## Task 3: Mixture of Experts with Ray

This assignment focuses on implementing a distributed Mixture of Experts (MoE) model using Ray. To help you understand the workflow, we provide a reference implementation called `SimpleMoE`. You will then complete the skeleton for the `MoE_TP` class, which incorporates tensor parallelism (TP) into MoE.

In [None]:
import numpy as np
import ray
from rng import get_rng, rng_context, reset_rngs
import time
ray.init(ignore_reinit_error=True, num_cpus=8)

# For simplicity, we assume that `hidden_dim` and `output_dim`
# are evenly divisible by `num_workers`.
params={
    "batch_size": 1000,
    "feature_dim": 1000,
    "hidden_dim": 1000,
    "output_dim": 1000,
    "num_experts": 10,
    "topk": 2,
}
num_workers = 10

## Simple_MoE

Mixture of Experts (MoE) is a neural network architecture where multiple “experts” (sub-networks) exist in parallel. A gating network selects which experts should process each input, and `top_k` specifies how many experts are chosen. This approach can greatly increase model capacity without a proportional increase in computation per sample.

In [None]:
class Linear:
    """Simple linear layer y = xW + b"""

    def __init__(self, in_features, out_features):
        self.weight = get_rng().randn(in_features, out_features) * 0.01
        self.bias = get_rng().randn(out_features)

    def __call__(self, x):
        return np.dot(x, self.weight) + self.bias


class Expert:
    """Expert network with one hidden layer and ReLU activation"""

    def __init__(self, input_dim, hidden_dim, output_dim):
        self.fc1 = Linear(input_dim, hidden_dim)
        self.fc2 = Linear(hidden_dim, output_dim)

    def __call__(self, x):
        hidden = self.fc1(x)
        hidden = np.maximum(0, hidden)  # ReLU
        return self.fc2(hidden)


class Router:
    """Routes inputs to experts using softmax-based gating"""

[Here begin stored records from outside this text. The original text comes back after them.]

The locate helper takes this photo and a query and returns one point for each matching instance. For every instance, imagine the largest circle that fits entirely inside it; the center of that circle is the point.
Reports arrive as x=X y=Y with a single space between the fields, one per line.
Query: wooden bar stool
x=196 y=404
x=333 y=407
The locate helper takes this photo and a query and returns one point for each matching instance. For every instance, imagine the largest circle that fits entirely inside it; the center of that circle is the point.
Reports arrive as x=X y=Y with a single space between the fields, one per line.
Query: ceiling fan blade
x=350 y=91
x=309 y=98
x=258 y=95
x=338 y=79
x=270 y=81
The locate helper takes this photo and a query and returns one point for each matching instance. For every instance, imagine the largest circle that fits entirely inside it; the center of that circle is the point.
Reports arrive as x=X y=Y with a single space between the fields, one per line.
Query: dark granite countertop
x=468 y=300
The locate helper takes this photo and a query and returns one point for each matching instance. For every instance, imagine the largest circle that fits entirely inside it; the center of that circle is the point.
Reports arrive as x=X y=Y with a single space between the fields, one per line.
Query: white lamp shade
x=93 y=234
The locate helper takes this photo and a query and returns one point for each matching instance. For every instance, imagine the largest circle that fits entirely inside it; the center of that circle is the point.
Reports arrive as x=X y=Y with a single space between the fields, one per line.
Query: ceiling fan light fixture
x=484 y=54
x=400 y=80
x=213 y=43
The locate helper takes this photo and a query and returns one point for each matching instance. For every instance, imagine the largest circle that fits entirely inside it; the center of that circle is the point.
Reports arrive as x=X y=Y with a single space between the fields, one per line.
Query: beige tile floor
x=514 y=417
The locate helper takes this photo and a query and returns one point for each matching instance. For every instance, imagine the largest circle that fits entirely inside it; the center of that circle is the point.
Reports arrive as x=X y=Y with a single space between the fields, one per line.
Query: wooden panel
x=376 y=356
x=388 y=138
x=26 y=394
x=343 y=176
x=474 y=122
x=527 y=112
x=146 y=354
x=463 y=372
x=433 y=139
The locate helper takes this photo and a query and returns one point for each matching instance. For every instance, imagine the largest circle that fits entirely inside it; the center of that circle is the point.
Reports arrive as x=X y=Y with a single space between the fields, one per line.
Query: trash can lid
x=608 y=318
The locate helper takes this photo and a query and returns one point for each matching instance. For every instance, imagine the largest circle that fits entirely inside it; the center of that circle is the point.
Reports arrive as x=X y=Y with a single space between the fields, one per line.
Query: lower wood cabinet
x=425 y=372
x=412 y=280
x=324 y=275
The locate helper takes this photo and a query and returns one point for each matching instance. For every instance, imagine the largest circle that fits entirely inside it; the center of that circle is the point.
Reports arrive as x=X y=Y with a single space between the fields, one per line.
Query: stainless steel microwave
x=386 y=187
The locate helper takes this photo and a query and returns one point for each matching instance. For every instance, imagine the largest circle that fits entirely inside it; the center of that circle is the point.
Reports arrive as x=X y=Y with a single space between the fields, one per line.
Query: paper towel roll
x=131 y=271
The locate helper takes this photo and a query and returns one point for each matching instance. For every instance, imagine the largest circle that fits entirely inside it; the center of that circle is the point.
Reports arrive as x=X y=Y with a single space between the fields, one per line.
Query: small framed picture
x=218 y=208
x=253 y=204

    def __init__(self, input_dim, num_experts):
        self.linear = Linear(input_dim, num_experts)

    def __call__(self, x, topk=1):
        logits = self.linear(x)

        # Softmax for routing probabilities
        exp_logits = np.exp(logits - np.max(logits, axis=1, keepdims=True))
        probs = exp_logits / np.sum(exp_logits, axis=1, keepdims=True)

        # Select top-k experts
        indices = np.argsort(-probs, axis=1)[:, :topk]
        gates = np.take_along_axis(probs, indices, axis=1)

        # Normalize gates to sum to 1
        gates = gates / np.sum(gates, axis=1, keepdims=True)

        return indices, gates


class SimpleMoE:
    """
    Simple reference implementation of Mixture of Experts.
    
    Args:
        input_dim (int): Input feature dimension
        hidden_dim (int): Hidden dimension for each expert
        output_dim (int): Output dimension
        num_experts (int): Number of expert networks
        topk (int): Number of experts to route each input to
    """

    def __init__(self, input_dim, hidden_dim, output_dim, num_experts, topk=1):
        self.input_dim = input_dim
        self.output_dim = output_dim
        self.num_experts = num_experts
        self.topk = min(topk, num_experts)

        with rng_context('router'):
            self.router = Router(input_dim, num_experts)

        with rng_context('expert'):
            self.experts = [Expert(input_dim, hidden_dim, output_dim)
                            for _ in range(num_experts)]

    def forward(self, x):
        batch_size = x.shape[0]
        indices, gates = self.router(x, self.topk)
        outputs = np.zeros((batch_size, self.output_dim))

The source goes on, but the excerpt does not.